Combined AFM-Optical-Electrical Setup and Recordings

A detailed description of the system combining AFM, optical, and electrical recordings is presented in Supporting Information, Section 1.

In short, the combined AFM-optical setup is a custom system[56] associating a tip-scanning AFM (Dimension Icon, Bruker, Germany) and an optical microscope (IX73 or IX81, Olympus, Japan) equipped with a 20× objective and a camera (ixon Ultra 897, Oxford Instruments, United Kingdom). The camera was used in frame transfer mode with a 20 Hz acquisition rate. The AFM was used in contact mode without (constant height mode) or with feedback enabled (constant deflection mode). Contraction displacement curves were established by converting image data into height and deflection as a function of time. Data were recorded while imaging with a scan size of 0 nm, a scan rate of about 40 Hz and 1024 samples per line, which corresponds to a sampling rate of about 80 kHz. The images were preprocessed using gwyddion,[57] before further processing with a custom Matlab script to convert the “trace” and “retrace” AFM images into height and deflection as a function of time.

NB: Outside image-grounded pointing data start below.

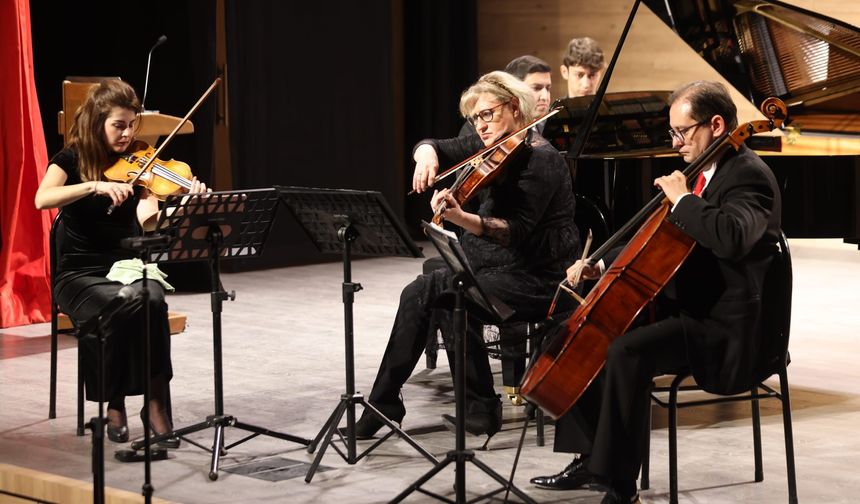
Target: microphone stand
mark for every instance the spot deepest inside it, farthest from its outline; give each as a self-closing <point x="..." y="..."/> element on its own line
<point x="142" y="244"/>
<point x="162" y="39"/>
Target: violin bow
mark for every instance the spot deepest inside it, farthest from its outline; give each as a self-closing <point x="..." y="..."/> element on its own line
<point x="495" y="145"/>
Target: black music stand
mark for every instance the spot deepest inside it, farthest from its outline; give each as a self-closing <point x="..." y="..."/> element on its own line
<point x="467" y="289"/>
<point x="212" y="227"/>
<point x="335" y="219"/>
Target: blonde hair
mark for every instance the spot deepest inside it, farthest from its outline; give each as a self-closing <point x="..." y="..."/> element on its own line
<point x="503" y="86"/>
<point x="86" y="137"/>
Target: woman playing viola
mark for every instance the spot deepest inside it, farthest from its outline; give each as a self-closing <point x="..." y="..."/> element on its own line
<point x="518" y="234"/>
<point x="104" y="128"/>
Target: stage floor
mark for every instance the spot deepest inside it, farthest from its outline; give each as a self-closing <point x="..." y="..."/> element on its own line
<point x="283" y="353"/>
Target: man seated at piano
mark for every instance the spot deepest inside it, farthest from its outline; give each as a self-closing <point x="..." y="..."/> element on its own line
<point x="711" y="311"/>
<point x="582" y="67"/>
<point x="535" y="72"/>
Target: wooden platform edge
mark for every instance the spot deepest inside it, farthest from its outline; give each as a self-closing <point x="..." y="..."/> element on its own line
<point x="46" y="487"/>
<point x="177" y="322"/>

Two different nanovolcano probes were used to collect the data presented in this study. Impedance measurements were performed with probes 1 and 2. Probe 2 was subsequently cleaned by O2 plasma (100W, 650 mTorr, 30 s; Diener Electronic), inspected by SEM, functionalized, and reused to record electrophysiological signals from cardiomyocytes.

Electrophysiology

Electrophysiological recordings were performed at room temperature on preparations kept in Hank’s balanced salt solution supplemented with 10 mmol/L Hepes (pH 7.2). An Axopatch 200B microelectrode amplifier together with a CV 203 BU headstage (Molecular Devices, U.S.A.) were used to perform pulsed amperometry and to record electrograms from cardiomyocytes (bandwidth, 0–100 kHz). The analog to digital conversion was performed by a Powerlab 4/25 acquisition card (AD Instruments, Australia) at a sampling frequency of 200 kS/s. Extracellular signals were post processed with a Butterworth bandpass filter (100–500 Hz).